Yunus Emre Kampüsü’nde 12 bin 330 metrekarelik alanda, yaklaşık 1000 kişilik oturma kapasitesiyle faaliyet gösteren Anadolu Üniversitesi kütüphanesinde; en eskisi 1830 yılına ilişkin Arapça, Osmanlıca ve Farsça lisanlarında yazılmış, ortalarında kelamlık, hatırat, bürokrasi karar defteri, menkıbeler, diplomalar, sosyolojik ve edebi yapıtların de yer aldığı özel koleksiyonlar bulunuyor. Anadolu Üniversitesi Kütüphane ve Dokümantasyon Merkezi Az Eserler Kısmı sorumlusu öğretim vazifelisi Arif Yılmaz, kitap, mecmua ve farklı basılardan oluşan 3 bin 200 ’nadir eser’ koleksiyonun, tek tek taratılarak gelecek kuşaklara ulaştırabilmesi için dijital ortama aktarıldığını söyledi. Yapıtları kalıcı hale getirmeyi hedeflediklerini belirten Yılmaz, Bu kitaplar bağışçılar tarafından bize veriliyor. Latin harfleriyle basılmış koleksiyonun yanında bunlar da gelebiliyor. Biz bu yapıtları Latin harfleriyle basılmış kitaplardan ayırıyoruz, ömürlerinin daha uzun olması için bu türlü başka bir alana taşıyoruz. Yaklaşık 3 bin 200 adet Arapça, Osmanlıca ve Farsça lisanlarında yazılmış, yüklü olarak İslam hukuku lakin edebiyat da dahil olmak üzere farklı mevzularda eserler var. Bunların bir kısmı el yazması, o yüzden eşsiz kaynaklar. Bir kısmı da matbu (basılı) eserler” dedi.

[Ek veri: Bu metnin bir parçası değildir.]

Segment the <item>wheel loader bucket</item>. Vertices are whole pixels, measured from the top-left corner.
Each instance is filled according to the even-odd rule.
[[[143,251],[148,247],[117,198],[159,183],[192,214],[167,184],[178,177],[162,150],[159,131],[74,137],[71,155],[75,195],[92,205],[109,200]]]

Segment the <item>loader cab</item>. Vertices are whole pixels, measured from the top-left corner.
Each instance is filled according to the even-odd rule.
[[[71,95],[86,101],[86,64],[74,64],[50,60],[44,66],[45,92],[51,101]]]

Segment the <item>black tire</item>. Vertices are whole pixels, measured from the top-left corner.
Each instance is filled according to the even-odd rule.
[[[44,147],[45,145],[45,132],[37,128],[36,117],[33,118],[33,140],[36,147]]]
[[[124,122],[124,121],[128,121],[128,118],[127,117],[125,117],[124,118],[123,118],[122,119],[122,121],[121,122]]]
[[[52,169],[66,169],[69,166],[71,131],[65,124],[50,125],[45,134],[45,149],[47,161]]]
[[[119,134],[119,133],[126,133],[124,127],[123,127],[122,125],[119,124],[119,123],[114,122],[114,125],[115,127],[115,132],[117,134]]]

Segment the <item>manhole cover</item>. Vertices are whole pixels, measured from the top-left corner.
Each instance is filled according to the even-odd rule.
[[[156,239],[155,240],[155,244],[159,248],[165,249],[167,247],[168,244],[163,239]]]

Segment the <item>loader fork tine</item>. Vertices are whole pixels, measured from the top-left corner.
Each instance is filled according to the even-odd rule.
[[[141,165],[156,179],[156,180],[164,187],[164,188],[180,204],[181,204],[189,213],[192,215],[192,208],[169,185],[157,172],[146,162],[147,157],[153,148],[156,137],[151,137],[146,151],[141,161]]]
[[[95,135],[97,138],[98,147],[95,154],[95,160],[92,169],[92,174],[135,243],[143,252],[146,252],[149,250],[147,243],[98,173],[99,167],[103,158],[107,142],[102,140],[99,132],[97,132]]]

‘ORİJİNALLERİ, OKUYUCUYA KAPALI ALANDA SAKLANIYOR’
Yapıtların daha kalıcı ve uzun ömürlü olmasına uğraş ettiklerini kaydeden Yılmaz, “Nadir yapıtlarımızın bulduğu bu kat okuyucularımıza kapalı bir alan. Bunları okuyucunun ellemesi, karıştırması ömrünü çok kısaltabilecek süreçler olduğu için biz bunları dijitalleştirerek, kendi platformlarımızdan tüm okuyucularımıza açmayı tercih ettik ancak biz bu ayrıma bakmadan hepsini dijitalleştiriyoruz ve PDF formatında tüm öğrencilerimize açıyoruz. Sonuçta bu yapıtların belirli bir ömrü var. Artık baskısı olmayan, eşsiz olabilecek yapıtları dijitalleştirerek daha uzun ömürlü ve daha kalıcı olmasına çaba ediyoruz” diye konuştu.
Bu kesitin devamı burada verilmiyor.